Cos'è
La mostra unisce idealmente i due musei proprio nel momento in cui quello trentino festeggia il primo Centenario della sua istituzione e il Ferdinandeum ha appena concluso le celebrazioni del bicentenario. Una ricerca che parte dalla scoperta nella località piemontese di Testona sul finire dell’800 di una necropoli i cui reperti furono attribuiti a popolazioni germaniche, oggetti che servirono ad identificare quelli rinvenuti a Civezzano nella tomba “principesca” nel 1885. Dal museo di Innsbruck ma anche dai musei reali di Torino, arrivano in Trentino, al Castello del Buonconsiglio, reperti davvero straordinari, testimonianze rarissime di alte manifatture dei primi insediamenti longobardi in questi territori.

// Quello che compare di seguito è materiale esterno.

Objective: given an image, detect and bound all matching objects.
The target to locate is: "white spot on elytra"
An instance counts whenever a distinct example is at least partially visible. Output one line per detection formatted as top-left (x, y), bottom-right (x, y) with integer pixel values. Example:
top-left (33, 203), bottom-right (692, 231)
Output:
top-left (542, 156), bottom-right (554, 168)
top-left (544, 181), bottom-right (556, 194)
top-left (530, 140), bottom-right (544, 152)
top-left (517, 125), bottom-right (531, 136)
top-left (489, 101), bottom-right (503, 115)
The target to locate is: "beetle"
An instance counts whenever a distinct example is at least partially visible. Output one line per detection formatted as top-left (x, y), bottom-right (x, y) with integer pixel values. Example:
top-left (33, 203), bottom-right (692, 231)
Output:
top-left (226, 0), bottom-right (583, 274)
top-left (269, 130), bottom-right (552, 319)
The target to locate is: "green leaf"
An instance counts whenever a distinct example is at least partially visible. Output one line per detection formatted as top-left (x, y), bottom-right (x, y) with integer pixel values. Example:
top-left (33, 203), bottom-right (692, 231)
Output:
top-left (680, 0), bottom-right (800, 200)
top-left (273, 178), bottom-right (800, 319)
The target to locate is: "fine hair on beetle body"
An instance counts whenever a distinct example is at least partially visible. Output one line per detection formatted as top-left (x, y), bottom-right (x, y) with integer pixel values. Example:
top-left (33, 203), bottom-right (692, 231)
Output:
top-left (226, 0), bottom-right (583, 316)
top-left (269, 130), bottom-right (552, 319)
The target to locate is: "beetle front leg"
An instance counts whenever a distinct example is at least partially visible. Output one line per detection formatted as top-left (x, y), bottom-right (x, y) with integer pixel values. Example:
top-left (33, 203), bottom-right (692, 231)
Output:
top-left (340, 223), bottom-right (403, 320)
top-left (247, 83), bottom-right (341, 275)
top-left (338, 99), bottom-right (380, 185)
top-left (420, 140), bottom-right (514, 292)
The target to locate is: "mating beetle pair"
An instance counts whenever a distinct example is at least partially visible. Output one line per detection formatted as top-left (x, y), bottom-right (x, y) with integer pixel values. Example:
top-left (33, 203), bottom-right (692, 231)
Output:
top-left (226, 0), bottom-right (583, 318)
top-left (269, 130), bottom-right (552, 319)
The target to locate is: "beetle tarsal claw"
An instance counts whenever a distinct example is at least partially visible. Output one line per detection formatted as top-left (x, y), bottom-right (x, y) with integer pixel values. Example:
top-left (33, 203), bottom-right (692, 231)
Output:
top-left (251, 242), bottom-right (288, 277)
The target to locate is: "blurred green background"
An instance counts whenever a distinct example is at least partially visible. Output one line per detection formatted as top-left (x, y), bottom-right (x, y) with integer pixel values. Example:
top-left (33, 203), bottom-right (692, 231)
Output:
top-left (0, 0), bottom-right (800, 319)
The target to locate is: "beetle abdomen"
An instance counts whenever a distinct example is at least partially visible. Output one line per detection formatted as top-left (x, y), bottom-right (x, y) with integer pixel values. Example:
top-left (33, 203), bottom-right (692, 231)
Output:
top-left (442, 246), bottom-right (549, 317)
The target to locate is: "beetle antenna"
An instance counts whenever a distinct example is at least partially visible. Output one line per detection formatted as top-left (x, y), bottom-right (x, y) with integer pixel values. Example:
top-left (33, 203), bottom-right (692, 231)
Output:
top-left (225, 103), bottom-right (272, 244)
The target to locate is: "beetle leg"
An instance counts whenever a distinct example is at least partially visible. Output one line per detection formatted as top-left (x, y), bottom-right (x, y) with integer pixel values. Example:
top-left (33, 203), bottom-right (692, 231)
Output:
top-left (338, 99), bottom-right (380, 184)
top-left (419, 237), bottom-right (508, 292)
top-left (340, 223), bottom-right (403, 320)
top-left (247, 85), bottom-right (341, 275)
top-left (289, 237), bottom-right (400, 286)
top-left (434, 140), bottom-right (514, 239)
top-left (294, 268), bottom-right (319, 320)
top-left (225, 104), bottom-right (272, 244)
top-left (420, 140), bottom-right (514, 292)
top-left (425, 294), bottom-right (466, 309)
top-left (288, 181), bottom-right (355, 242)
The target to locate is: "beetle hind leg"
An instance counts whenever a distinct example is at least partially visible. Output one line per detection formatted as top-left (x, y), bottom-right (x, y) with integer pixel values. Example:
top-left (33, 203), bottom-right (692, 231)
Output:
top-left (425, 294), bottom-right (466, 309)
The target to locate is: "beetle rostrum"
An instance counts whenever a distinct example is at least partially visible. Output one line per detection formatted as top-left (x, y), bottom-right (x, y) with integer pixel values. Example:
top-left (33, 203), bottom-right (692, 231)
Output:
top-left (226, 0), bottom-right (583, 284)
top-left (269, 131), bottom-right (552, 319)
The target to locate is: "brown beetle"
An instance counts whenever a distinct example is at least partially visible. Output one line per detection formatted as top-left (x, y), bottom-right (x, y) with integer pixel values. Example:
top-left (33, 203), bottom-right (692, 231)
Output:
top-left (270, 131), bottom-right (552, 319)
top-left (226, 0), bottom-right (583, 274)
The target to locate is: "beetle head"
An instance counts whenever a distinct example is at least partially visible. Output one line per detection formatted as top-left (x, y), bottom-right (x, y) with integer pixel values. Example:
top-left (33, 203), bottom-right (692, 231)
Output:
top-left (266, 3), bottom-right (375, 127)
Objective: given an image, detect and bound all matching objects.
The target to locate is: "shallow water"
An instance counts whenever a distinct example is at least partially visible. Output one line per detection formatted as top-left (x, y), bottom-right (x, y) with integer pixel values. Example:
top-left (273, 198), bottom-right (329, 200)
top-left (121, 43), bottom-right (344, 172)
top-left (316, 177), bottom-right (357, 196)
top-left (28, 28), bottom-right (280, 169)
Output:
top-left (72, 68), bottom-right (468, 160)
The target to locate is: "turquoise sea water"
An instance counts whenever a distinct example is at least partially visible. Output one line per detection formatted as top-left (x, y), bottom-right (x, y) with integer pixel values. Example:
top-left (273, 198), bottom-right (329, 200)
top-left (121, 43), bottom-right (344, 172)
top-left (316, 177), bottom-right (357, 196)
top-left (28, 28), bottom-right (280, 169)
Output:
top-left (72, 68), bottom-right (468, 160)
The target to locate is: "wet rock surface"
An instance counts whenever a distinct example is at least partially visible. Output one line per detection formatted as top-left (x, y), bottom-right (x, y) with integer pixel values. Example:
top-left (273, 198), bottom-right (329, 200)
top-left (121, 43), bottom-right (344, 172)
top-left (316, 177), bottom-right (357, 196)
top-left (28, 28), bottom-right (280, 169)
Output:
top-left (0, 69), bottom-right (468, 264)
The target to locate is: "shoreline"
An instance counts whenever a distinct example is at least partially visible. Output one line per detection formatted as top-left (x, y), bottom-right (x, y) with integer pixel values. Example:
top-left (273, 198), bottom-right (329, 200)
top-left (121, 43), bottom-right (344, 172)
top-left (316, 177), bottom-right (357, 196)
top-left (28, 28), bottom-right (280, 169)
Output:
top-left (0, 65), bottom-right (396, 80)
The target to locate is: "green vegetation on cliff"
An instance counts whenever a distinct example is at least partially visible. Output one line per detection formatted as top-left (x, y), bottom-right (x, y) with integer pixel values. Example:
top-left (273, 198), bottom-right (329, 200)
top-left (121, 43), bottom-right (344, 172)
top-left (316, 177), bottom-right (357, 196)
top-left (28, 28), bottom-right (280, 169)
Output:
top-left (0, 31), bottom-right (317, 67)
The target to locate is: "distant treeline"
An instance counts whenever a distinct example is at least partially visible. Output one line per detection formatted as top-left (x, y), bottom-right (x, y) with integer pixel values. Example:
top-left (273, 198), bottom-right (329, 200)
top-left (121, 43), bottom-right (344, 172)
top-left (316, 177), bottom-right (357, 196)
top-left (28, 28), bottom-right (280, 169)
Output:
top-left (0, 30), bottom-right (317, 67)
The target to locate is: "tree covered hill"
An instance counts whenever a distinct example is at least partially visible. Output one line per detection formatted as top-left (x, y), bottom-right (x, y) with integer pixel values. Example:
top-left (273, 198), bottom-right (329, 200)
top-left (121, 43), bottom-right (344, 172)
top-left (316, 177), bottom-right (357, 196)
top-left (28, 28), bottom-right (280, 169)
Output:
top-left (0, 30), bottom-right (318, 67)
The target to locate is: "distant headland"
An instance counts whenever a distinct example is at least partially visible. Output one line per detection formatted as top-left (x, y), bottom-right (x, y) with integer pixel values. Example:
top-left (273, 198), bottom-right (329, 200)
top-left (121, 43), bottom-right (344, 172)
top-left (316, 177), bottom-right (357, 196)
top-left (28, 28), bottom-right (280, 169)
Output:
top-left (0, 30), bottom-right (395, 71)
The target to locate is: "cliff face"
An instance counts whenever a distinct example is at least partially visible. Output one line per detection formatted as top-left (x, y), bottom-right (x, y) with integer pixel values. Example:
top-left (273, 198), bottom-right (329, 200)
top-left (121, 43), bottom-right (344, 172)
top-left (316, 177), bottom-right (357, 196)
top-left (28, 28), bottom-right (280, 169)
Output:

“È una mostra che scrive per la prima volta la storia dei Longobardi in Trentino, afferma Laura Dal Prà, direttore del Castello del Buonconsiglio”. E lo fa offrendo al pubblico un racconto emozionante, lungo un percorso punteggiato da autentici capolavori. Ciascun oggetto racconta una storia. A partire da un unicum assoluto: il sontuoso sarcofago del “Principe di Civezzano”, impreziosito da raffinate decorazioni con animali stilizzati in ferro battuto. Gli strepitosi monili in oro della “Principessa di Civezzano” raccontano di contatti bizantini, ma anche di un legame forte con le proprie tradizioni germaniche.